TimeFormer: Transformer with Attention Modulation Empowered by Temporal Characteristics for Time Series Forecasting
This work addresses the problem of improving time series forecasting accuracy for applications in domains like finance or weather prediction, representing an incremental advancement by enhancing existing Transformer models with temporal priors.
The paper tackled the challenge of adapting Transformers for time series forecasting by proposing TimeFormer, a novel architecture that incorporates temporal characteristics like unidirectional influence and decaying influence into the attention mechanism, resulting in up to a 7.45% reduction in MSE compared to state-of-the-art methods and setting new benchmarks on 94.04% of evaluation metrics.

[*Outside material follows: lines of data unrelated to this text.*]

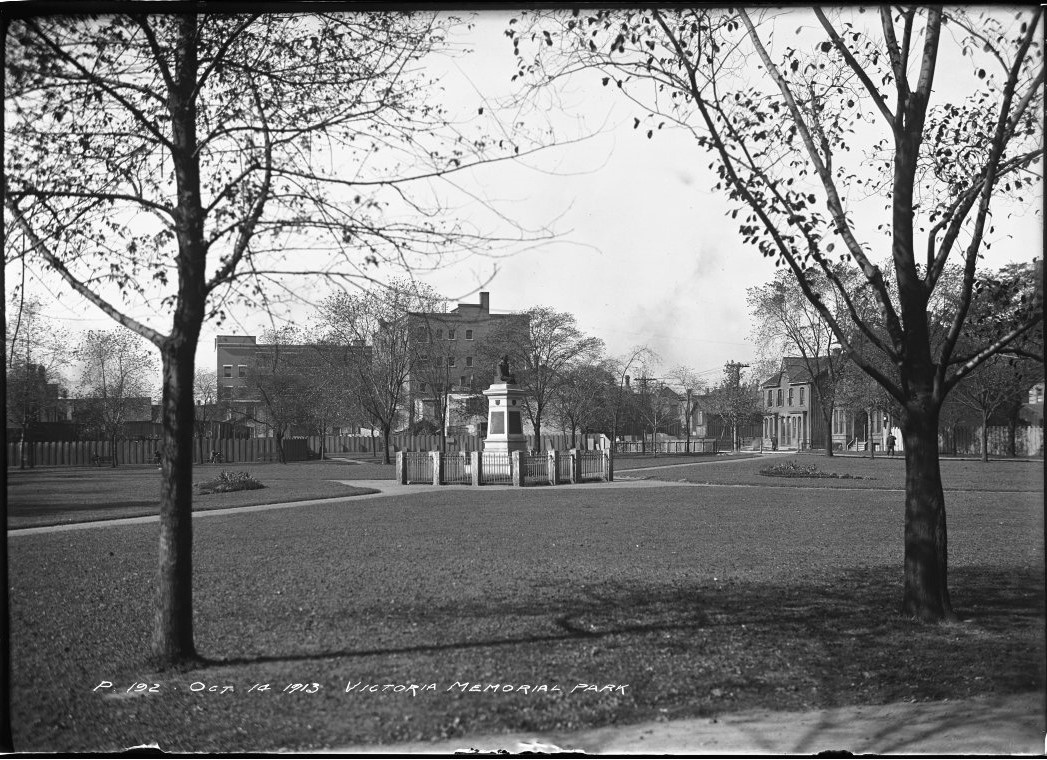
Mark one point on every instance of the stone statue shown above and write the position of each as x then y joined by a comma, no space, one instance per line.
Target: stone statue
502,374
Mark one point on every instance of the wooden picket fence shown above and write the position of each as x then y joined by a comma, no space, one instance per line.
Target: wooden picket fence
82,453
350,446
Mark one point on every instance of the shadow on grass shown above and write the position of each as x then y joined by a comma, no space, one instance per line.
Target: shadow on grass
828,643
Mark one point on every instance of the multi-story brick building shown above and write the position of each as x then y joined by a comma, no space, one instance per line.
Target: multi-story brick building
453,361
241,358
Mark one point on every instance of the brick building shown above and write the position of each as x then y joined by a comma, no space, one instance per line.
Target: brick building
453,361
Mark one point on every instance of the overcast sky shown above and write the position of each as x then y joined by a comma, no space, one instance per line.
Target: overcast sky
644,253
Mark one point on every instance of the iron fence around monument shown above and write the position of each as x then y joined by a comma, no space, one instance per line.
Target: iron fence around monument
592,466
564,467
455,468
534,469
418,466
497,468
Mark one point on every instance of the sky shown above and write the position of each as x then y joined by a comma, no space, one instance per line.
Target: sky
643,252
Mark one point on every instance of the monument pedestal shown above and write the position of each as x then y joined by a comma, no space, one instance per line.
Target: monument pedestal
505,419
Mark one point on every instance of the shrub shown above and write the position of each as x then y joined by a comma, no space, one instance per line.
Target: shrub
228,482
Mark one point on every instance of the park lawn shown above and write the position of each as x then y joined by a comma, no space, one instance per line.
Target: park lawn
878,473
700,600
53,495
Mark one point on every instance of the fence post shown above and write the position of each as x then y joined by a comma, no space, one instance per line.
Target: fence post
438,468
515,469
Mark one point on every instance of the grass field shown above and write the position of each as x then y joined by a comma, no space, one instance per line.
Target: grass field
51,495
700,599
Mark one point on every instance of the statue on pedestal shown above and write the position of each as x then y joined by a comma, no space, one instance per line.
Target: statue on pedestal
502,374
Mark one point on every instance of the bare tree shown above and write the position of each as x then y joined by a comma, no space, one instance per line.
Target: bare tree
207,157
540,349
621,393
206,411
692,386
580,402
378,320
782,126
734,400
36,353
116,377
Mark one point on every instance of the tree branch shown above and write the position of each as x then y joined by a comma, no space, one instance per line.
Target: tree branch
147,332
855,67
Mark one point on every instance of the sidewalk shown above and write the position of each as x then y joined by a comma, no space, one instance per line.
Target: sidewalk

Although Transformers excel in natural language processing, their extension to time series forecasting remains challenging due to insufficient consideration of the differences between textual and temporal modalities. In this paper, we develop a novel Transformer architecture designed for time series data, aiming to maximize its representational capacity. We identify two key but often overlooked characteristics of time series: (1) unidirectional influence from the past to the future, and (2) the phenomenon of decaying influence over time. These characteristics are introduced to enhance the attention mechanism of Transformers. We propose TimeFormer, whose core innovation is a self-attention mechanism with two modulation terms (MoSA), designed to capture these temporal priors of time series under the constraints of the Hawkes process and causal masking. Additionally, TimeFormer introduces a framework based on multi-scale and subsequence analysis to capture semantic dependencies at different temporal scales, enriching the temporal dependencies. Extensive experiments conducted on multiple real-world datasets show that TimeFormer significantly outperforms state-of-the-art methods, achieving up to a 7.45% reduction in MSE compared to the best baseline and setting new benchmarks on 94.04\% of evaluation metrics. Moreover, we demonstrate that the MoSA mechanism can be broadly applied to enhance the performance of other Transformer-based models.